Dat klopt. Ik begrijp de opmerking niet, maar heb er geen probleem mee.
Evalueren betekent dat men onnodige onduidelijkheid schept, zeker als het gaat over pas opgestelde regelgeving. Bij een evaluatie geeft u een slecht signaal aan degenen die constructief meewerkten en aan de dwarsliggers geeft u valse hoop dat alles opnieuw zal worden veranderd.
Ik ben het met u eens. Een aantal decreten zijn in een heel snel tempo totstandgekomen en het blijkt dat niet iedereen erachter staat en is geconsulteerd geweest. Daarom vinden we het belangrijk dat de mensen de kans krijgen om te komen tot decreten waar ze kunnen achterstaan.
Toen ik vijf jaar geleden minister werd, moesten een aantal pas goedgekeurde decreten worden uitgevoerd. Heel wat organisaties stelden toen dat de vorige minister hen onvoldoende had geconsulteerd en dat de decreten niet konden worden uitgevoerd. U maakt hetzelfde mee met de decreten die de vorige regering heeft goedgekeurd. Het is niet verstandig om als minister te starten met een evaluatie en dat woord zo vaak te gebruiken. Daarmee creëert u onrust.
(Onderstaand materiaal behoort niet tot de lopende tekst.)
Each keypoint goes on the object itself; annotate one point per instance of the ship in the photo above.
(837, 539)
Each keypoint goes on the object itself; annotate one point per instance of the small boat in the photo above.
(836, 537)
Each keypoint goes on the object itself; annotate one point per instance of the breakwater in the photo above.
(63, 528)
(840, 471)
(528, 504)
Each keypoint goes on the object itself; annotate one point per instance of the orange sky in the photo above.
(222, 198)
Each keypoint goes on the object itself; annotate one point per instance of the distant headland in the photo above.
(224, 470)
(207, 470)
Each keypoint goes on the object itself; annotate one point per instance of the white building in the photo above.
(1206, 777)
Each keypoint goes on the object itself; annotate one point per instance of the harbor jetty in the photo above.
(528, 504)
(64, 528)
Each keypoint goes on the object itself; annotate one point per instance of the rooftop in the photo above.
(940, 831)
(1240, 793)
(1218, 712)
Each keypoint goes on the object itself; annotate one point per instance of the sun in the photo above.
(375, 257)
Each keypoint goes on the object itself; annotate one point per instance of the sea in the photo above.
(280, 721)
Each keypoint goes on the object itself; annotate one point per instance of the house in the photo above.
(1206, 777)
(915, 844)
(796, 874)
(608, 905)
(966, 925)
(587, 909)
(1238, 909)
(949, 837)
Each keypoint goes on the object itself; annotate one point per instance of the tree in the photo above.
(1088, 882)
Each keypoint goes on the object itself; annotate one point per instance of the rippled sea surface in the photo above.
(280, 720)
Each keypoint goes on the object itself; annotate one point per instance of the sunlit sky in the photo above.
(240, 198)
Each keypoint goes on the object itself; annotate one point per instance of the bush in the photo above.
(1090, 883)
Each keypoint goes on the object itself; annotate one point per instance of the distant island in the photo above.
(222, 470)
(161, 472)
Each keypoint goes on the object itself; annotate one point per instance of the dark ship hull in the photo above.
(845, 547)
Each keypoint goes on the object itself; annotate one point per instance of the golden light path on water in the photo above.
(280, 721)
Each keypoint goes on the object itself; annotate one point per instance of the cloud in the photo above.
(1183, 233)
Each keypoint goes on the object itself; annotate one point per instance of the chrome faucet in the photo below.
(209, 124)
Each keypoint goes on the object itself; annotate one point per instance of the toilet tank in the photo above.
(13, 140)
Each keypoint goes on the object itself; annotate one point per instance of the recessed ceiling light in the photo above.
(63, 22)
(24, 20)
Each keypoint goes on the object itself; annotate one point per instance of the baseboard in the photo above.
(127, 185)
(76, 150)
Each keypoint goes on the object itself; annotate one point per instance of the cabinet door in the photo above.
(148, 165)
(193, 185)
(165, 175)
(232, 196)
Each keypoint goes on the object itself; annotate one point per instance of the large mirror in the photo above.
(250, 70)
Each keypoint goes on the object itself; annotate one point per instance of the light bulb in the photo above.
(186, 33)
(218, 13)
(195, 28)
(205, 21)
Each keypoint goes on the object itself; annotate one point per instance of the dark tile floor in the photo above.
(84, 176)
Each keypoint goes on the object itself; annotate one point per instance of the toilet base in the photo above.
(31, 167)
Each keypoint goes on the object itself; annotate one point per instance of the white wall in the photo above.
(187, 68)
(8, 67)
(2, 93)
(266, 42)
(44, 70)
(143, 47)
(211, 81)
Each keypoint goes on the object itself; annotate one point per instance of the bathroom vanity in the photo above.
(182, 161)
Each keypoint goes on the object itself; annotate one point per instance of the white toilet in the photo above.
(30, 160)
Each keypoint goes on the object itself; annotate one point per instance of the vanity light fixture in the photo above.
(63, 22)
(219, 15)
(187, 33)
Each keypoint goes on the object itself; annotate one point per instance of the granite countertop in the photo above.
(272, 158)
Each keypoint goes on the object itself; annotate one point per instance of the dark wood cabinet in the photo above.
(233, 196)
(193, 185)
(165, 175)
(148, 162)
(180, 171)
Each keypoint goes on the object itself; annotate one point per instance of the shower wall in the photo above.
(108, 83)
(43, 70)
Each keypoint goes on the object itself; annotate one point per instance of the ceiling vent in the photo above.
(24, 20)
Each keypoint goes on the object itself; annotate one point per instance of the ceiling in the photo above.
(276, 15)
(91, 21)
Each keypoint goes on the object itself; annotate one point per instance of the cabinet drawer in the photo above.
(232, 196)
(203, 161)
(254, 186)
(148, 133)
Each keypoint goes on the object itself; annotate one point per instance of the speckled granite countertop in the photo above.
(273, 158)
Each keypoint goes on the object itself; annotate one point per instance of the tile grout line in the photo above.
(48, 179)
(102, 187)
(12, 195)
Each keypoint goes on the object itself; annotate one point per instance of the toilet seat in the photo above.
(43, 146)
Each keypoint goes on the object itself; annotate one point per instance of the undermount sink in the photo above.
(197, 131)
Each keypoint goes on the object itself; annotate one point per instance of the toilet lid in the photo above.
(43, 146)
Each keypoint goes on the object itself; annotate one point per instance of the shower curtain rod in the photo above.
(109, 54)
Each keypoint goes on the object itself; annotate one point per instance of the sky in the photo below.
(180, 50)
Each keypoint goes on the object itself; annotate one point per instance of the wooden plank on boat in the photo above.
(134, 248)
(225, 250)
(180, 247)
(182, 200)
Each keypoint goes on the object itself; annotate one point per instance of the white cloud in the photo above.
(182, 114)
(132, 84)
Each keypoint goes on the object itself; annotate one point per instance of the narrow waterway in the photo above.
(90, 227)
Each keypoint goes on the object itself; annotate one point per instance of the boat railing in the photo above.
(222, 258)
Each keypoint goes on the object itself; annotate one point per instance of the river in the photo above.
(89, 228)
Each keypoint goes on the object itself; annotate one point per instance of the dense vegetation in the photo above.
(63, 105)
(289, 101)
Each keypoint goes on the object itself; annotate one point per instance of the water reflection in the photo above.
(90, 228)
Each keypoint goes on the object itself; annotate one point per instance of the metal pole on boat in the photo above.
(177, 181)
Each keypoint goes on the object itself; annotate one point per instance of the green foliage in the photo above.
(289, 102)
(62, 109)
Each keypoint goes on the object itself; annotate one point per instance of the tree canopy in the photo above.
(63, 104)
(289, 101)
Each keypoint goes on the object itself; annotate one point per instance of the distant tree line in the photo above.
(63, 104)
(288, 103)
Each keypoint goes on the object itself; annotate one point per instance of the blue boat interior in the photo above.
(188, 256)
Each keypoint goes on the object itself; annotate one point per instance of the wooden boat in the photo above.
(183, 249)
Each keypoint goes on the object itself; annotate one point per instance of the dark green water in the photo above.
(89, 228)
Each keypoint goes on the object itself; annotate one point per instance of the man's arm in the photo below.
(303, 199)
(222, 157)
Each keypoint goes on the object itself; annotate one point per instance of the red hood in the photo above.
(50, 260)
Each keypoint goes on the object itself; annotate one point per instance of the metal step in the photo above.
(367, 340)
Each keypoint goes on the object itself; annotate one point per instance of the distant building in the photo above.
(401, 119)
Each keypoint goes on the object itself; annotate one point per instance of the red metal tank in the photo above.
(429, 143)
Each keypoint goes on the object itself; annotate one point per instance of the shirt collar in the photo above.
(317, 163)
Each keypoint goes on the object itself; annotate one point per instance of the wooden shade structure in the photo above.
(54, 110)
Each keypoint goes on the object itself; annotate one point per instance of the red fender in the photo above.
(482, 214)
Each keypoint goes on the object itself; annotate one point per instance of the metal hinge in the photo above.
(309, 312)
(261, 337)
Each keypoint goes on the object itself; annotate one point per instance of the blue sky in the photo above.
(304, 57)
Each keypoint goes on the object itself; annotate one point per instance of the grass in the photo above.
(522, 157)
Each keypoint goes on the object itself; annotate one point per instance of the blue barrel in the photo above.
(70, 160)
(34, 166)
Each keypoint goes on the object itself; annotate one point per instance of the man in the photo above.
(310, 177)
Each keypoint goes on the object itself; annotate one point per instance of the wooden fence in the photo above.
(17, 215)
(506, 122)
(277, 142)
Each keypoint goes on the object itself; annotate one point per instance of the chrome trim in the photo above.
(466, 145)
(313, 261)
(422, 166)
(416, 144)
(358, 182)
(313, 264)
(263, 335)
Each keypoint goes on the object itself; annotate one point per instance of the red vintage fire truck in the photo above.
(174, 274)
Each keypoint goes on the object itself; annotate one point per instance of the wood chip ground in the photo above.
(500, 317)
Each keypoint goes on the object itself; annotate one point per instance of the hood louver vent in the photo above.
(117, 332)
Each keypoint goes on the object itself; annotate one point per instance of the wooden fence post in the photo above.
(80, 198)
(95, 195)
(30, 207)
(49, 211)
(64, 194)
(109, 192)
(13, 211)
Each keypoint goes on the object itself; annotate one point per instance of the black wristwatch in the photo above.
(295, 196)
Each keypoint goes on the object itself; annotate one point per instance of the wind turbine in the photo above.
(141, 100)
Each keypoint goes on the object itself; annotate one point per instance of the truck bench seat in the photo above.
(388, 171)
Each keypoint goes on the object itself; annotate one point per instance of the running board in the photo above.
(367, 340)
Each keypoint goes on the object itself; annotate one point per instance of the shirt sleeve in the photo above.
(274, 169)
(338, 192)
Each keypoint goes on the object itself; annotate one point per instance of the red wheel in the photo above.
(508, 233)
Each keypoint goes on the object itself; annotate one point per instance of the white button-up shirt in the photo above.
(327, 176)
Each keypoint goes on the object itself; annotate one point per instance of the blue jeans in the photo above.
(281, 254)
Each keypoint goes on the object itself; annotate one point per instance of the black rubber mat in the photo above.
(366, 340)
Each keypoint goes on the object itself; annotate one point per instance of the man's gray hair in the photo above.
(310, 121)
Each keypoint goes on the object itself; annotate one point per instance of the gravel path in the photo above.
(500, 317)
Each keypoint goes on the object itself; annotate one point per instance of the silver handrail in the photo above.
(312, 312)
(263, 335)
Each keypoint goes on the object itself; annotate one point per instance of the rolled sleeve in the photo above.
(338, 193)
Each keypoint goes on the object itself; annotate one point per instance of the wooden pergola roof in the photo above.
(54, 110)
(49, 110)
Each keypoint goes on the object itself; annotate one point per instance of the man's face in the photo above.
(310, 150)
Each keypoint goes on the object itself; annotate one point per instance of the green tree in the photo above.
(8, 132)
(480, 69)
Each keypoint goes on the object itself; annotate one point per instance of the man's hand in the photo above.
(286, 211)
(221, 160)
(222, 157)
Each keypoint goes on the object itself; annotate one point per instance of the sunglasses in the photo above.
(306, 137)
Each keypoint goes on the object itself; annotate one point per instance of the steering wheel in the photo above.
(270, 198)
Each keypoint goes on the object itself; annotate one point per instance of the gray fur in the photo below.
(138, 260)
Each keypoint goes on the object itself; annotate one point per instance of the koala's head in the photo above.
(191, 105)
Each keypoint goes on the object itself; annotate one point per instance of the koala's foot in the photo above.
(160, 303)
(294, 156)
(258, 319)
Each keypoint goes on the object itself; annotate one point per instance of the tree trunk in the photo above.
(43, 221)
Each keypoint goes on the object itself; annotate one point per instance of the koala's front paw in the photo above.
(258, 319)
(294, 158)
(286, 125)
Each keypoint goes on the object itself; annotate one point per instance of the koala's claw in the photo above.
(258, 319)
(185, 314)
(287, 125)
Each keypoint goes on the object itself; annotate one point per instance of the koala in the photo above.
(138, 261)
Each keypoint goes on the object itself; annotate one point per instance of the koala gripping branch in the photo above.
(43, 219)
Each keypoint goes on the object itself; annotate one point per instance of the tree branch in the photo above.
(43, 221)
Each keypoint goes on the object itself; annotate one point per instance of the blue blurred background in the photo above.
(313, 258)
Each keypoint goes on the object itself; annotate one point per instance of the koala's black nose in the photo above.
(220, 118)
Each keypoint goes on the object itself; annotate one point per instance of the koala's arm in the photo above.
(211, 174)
Het decreet Algemeen Welzijnwerk is zeer moeizaam tot stand gekomen, maar wordt nog steeds beschouwd als een goede hervorming. In die tijd was er echter een breed draagvlak. De oppositie, met uitzondering van het Vlaams Blok, was bijna altijd betrokken bij het overleg en keurde dit goed bij consensus. (Applaus bij CD&V)
Gedragenheid is essentieel in het doorvoeren van veranderingen. Indien de helft van de raad van bestuur van het Vlaams Fonds akkoord is en de andere helft niet, dan is er geen sprake van gedragenheid.
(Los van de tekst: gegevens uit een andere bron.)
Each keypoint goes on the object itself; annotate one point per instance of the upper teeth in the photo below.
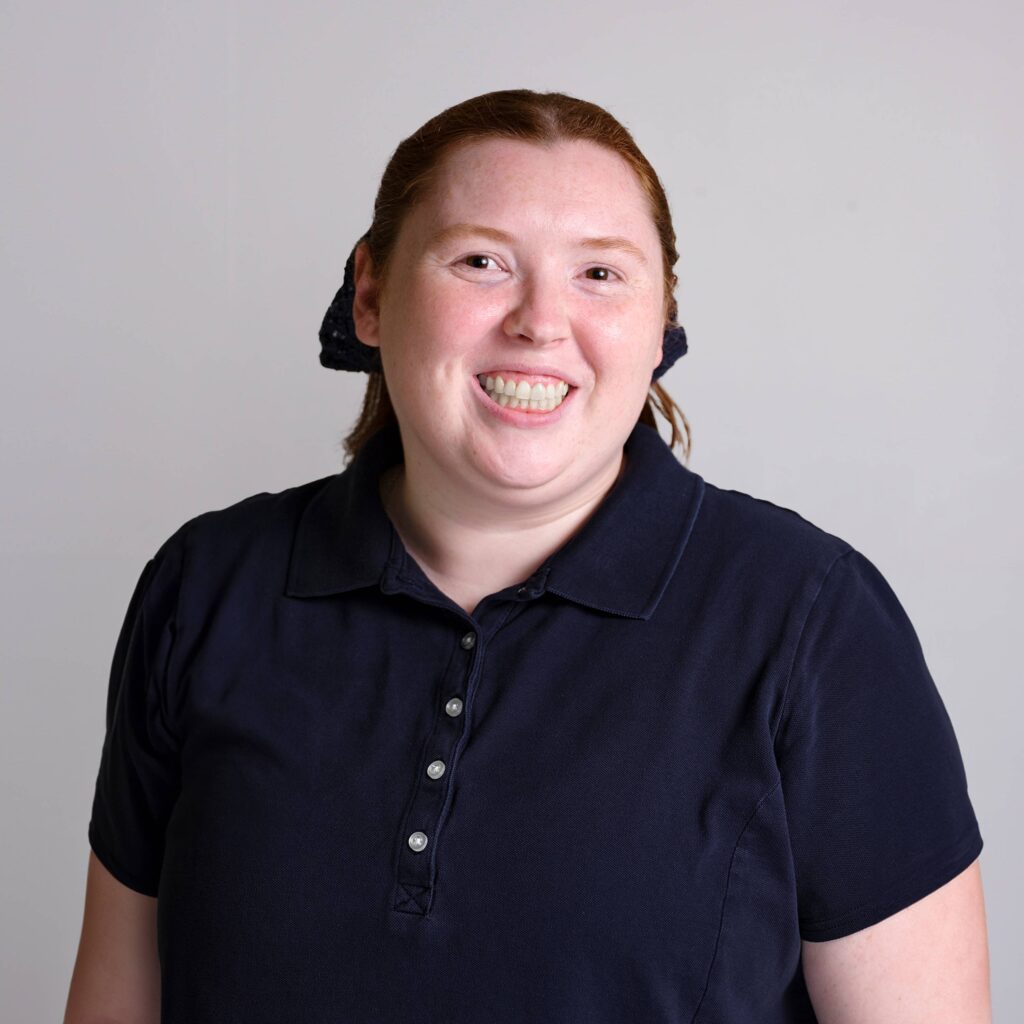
(507, 391)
Ik weet niet waarover de minister het heeft. Ik veronderstel dat het gaat om het persoonsgebonden budget. Men kan zich vragen stellen bij een raad van bestuur die hoofdzakelijk uit voorzieningen is samengesteld. Wij wilden ook de cliënten hierbij betrekken die totnogtoe in andere structuren zijn georganiseerd. Indien Beter Bestuurlijk Beleid wordt doorgevoerd, zal het Vlaams Fonds anders worden samengesteld.
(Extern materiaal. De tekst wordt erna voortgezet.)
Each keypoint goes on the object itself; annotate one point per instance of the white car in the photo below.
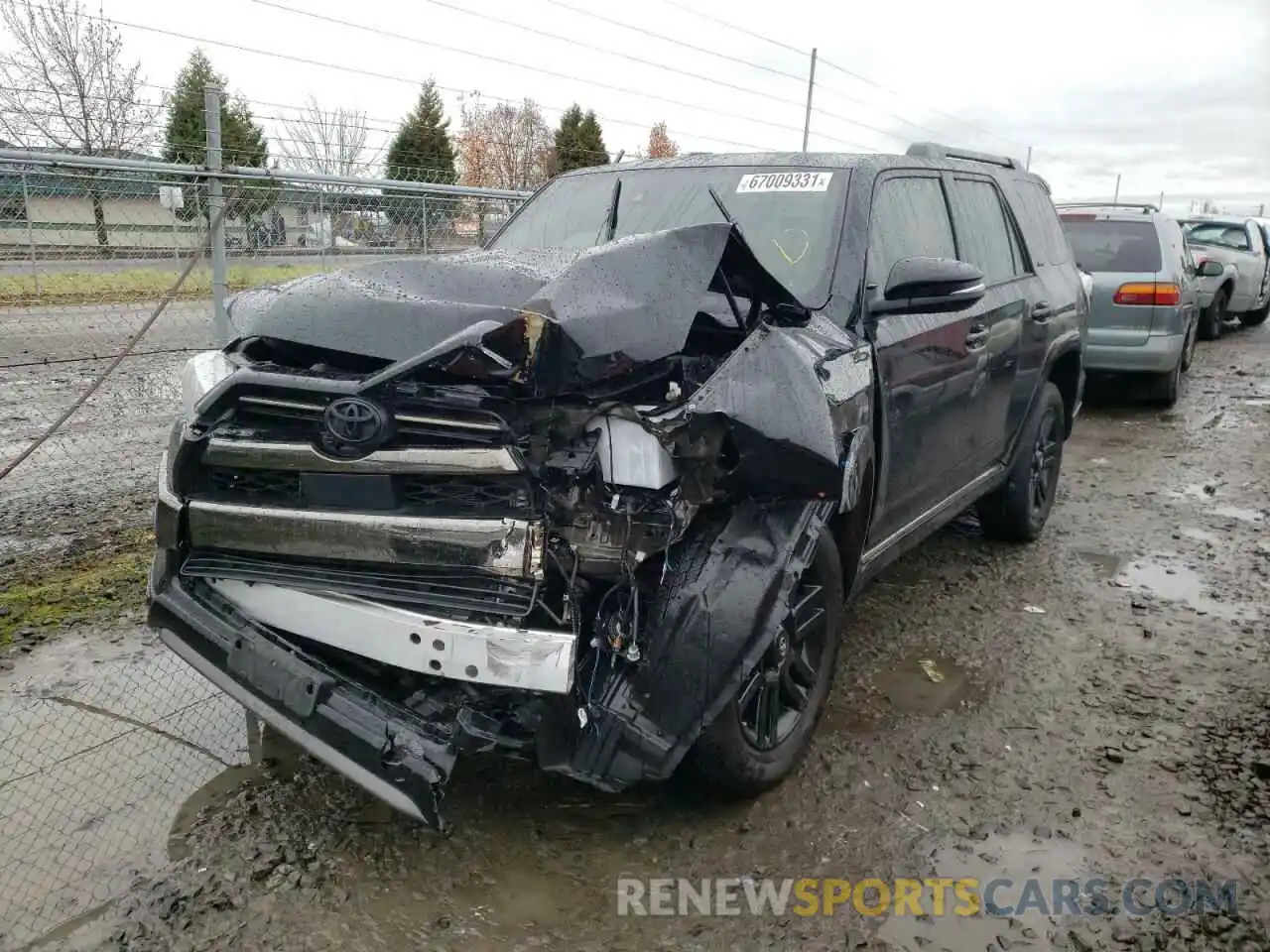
(1232, 262)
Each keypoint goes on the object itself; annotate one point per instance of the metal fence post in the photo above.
(811, 87)
(31, 236)
(214, 202)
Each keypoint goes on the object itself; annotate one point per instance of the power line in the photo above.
(938, 112)
(371, 73)
(676, 70)
(160, 125)
(684, 44)
(545, 71)
(822, 60)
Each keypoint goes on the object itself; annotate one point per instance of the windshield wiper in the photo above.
(722, 278)
(610, 226)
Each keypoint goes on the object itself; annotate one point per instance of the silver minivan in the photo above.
(1143, 307)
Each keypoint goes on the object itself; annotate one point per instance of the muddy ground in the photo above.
(1123, 731)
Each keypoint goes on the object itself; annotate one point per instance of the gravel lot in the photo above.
(1123, 730)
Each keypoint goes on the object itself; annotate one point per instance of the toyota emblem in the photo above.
(356, 422)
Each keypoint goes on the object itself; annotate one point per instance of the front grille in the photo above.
(286, 416)
(253, 485)
(440, 589)
(502, 495)
(460, 497)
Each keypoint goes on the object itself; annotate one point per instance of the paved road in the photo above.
(59, 266)
(1103, 711)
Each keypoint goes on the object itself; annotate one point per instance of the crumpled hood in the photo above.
(621, 302)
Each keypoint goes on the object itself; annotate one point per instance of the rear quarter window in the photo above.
(1039, 222)
(1109, 245)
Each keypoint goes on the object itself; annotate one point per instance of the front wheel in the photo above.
(1016, 512)
(760, 738)
(1255, 318)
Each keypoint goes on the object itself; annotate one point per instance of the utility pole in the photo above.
(811, 86)
(214, 202)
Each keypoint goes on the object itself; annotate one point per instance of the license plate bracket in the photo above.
(277, 674)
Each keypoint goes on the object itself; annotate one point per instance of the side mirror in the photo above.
(930, 286)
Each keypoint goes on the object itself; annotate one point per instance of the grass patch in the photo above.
(136, 284)
(93, 585)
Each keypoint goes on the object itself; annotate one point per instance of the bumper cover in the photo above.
(380, 747)
(485, 654)
(507, 546)
(1159, 354)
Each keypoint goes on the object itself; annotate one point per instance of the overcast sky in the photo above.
(1171, 94)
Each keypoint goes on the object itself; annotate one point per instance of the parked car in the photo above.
(1232, 255)
(1143, 309)
(594, 494)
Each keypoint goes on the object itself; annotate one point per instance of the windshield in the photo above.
(1110, 245)
(1215, 232)
(790, 216)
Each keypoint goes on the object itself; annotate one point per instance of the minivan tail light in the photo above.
(1150, 294)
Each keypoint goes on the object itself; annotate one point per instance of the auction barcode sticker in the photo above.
(785, 181)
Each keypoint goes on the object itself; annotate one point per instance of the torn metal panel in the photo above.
(790, 394)
(548, 320)
(728, 592)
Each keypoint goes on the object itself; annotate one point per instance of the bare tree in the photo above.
(64, 84)
(507, 146)
(659, 143)
(327, 141)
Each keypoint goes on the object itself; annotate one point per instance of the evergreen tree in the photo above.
(241, 139)
(578, 141)
(422, 151)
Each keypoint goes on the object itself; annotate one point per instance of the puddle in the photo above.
(213, 793)
(103, 739)
(925, 684)
(1174, 581)
(1011, 861)
(1233, 512)
(1207, 493)
(1103, 562)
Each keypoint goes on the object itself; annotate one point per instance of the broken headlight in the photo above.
(199, 375)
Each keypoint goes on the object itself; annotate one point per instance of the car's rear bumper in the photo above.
(1159, 353)
(382, 748)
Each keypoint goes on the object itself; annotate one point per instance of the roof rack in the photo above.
(1143, 206)
(934, 150)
Als men wacht op een consensus binnen de raad van bestuur van het Vlaams Fonds, zullen er weinig veranderingen worden doorgevoerd die de gebruiker zinnen. Een decreet dat is goedgekeurd door een meerderheid in het Vlaams Parlement, is democratisch gedragen. De raad van beheer van een VOI mag niet zwaarder doorwegen dan de meerderheid in het Vlaams Parlement.
Het is duidelijk waar de politieke verantwoordelijkheid ligt. Toch is het ontbreken van een duidelijk advies van een raad van beheer die bestaat uit verwijzers en voorzieningen, maar ook uit gebruikers, volgens mij een aanwijzing dat men de zaken nog eens moet bekijken. Daarom hebben we nog een aantal aanpassingen doorgevoerd waardoor het besluit nu met meer gedragenheid worden doorgevoerd.
Ik denk dat de minister het heeft over het besluit rond de zorgregie en er zijn nog heel wat andere dingen te evalueren.
Er was een meerderheid in dit parlement voor de invoering van de zorgregio's. De minister wil dit evalueren. Ik wens haar daarmee veel succes en ik hoop dat dit snel kan gebeuren. De mensen op het terrein wachten al jaren op een decretale onderbouw om nieuwe besluiten te kunnen uitvaardigen.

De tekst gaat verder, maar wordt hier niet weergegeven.